Das traditionelle Bankgeheimnis, wie wir es in Luxemburg kennen, wird sich allerdings in den kommenden Jahren verändern. Doch auch in Zukunft muss die Privatsphäre eines jeden, ob Kunde oder Einwohner, in gewisser Art und Weise geschützt werden, ich meine damit, dass es keinen automatischen Informationsaustausch geben darf.
Um eine effektive Bankenaufsicht auch in Zukunft zu gewährleisten, ist es wichtig, auch hier die Kommunikation zwischen den einzelnen Akteuren, also der CSSF, der Zentralbank, der Politik und auch den Banken vor Ort, zu verstärken. Nur so kann es gelingen, Aufsicht und Gesetzgebung zum Schutz und zum Wohle des Finanzplatzes zu gestalten.
Die heutigen Zeiten verlangen aber auch ein Umdenken im Bezug auf unsere Wettbewerbsfähigkeit. In der Vergangenheit hat sich Luxemburg als attraktiver Arbeitsort mit geringen Lohnnebenkosten und einem funktionierenden Sozialsystem beweisen können. Auch in Zukunft müssen diese Vorteile gewahrt werden. Dies kann nur durch Kostenreduktion und eine effektive Steuerpolitik geschehen. Nur so wird es uns gelingen, weiterhin hochqualifiziertes Personal anzuziehen und neue Stellen zu schaffen.

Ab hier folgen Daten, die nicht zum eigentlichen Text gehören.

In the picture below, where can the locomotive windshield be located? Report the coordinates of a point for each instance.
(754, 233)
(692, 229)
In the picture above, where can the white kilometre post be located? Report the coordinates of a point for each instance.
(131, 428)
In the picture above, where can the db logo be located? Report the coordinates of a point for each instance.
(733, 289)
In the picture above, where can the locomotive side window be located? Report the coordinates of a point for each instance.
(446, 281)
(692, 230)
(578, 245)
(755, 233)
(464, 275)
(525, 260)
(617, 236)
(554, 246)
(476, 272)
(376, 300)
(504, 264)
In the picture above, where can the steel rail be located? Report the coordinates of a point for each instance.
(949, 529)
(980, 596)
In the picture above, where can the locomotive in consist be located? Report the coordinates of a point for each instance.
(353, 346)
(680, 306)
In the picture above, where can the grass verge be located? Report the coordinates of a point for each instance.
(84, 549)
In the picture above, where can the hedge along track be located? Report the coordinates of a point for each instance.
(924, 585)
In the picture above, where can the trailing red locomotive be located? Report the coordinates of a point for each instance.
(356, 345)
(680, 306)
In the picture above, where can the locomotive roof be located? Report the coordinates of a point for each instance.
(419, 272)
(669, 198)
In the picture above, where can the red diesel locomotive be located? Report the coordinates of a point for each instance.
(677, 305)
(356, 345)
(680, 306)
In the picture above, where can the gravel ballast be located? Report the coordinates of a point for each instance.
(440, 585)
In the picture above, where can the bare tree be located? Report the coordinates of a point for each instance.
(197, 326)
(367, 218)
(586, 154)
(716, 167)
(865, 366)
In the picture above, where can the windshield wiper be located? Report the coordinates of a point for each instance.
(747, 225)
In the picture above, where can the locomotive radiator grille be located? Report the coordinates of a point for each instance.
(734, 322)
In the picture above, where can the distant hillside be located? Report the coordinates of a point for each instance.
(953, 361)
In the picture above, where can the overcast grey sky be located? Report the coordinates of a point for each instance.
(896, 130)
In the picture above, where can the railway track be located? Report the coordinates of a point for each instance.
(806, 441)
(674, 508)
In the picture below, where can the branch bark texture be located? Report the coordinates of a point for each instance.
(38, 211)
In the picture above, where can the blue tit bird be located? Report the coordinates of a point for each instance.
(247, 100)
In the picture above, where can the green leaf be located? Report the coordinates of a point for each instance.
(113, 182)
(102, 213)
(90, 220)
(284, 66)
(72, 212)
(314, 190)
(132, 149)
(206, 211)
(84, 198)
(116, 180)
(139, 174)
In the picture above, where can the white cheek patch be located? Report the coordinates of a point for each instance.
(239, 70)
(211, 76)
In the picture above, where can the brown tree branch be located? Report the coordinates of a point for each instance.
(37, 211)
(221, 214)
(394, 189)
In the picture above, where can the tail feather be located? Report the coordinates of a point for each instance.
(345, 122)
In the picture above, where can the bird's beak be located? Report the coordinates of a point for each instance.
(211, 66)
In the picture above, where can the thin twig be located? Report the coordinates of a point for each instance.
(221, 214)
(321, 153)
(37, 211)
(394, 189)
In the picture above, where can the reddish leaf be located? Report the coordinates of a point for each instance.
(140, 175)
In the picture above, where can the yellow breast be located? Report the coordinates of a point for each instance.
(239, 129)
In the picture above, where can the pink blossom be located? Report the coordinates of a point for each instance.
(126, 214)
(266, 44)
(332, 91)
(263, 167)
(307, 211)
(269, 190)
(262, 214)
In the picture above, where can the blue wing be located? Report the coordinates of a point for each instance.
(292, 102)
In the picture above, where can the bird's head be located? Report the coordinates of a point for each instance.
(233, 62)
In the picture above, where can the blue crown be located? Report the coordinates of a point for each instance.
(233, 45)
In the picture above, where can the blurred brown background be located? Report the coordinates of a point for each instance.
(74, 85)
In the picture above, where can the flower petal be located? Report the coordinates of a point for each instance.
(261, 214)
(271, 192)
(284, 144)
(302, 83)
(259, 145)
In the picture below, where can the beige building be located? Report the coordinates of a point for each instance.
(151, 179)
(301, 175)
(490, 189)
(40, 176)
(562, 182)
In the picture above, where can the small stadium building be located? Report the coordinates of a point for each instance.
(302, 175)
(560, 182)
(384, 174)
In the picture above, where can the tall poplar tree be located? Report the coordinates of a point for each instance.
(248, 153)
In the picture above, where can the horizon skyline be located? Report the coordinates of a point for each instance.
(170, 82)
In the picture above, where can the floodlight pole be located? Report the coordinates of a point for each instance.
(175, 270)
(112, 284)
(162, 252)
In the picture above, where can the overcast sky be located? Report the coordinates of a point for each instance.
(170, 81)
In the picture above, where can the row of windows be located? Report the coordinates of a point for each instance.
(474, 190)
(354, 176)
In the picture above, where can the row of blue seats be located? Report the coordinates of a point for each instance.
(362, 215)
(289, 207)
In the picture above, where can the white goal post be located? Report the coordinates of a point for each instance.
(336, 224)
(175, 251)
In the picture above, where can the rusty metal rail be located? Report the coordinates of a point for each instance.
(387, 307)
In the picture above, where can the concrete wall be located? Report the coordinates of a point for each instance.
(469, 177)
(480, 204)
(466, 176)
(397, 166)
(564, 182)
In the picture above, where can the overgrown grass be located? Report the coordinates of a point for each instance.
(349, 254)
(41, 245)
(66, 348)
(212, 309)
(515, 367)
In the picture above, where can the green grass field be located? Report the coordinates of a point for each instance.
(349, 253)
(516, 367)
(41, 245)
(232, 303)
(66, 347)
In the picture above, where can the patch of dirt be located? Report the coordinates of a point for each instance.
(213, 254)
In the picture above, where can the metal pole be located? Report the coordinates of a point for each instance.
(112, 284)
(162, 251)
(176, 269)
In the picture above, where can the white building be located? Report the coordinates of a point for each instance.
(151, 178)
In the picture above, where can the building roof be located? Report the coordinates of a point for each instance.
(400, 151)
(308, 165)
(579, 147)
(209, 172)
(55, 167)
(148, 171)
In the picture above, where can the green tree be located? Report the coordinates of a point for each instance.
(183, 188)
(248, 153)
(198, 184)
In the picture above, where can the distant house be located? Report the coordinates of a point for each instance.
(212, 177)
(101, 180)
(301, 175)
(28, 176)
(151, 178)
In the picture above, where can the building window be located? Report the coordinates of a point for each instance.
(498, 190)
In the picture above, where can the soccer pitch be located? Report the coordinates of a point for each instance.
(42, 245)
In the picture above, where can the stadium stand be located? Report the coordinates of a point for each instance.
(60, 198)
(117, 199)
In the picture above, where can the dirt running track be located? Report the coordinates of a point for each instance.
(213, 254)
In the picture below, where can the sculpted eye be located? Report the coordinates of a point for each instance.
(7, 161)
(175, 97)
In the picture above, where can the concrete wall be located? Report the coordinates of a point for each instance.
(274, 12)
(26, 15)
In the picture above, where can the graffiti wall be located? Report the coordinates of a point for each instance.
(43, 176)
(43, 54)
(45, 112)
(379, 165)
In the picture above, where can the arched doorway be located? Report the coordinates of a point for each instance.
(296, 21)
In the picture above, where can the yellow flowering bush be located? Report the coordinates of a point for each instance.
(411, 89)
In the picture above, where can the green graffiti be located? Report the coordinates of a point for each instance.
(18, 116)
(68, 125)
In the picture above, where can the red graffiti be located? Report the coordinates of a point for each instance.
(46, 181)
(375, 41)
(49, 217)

Wie Sie alle wissen, ist es wichtig ALLE tragenden Säulen des Finanzplatzes zu vermarkten und zukunftsfähig zu machen. Diese sind:
• Das Privatkundengeschäft
• Die Fondsindustrie
• Das Internationale Kreditgeschäft
• Der Versicherungssektor
Meine Damen und Herren, Sie sehen, es ist noch eine Menge zu tun! Ein wichtiges Mittel bei unserer Arbeitet ist die Kommunikation. In diesem Kontext sind Sie, meine Damen und Herren der Presse, sehr wichtig für uns. Sie haben auch in den ersten hundert Tagen meiner Präsidentschaft in der ABBL dazu beigetragen, dass wir eine entsprechende positive Medienpräsenz hatten – auch das trägt dazu bei, unsere Ziele zu erreichen! Dafür herzlichen Dank!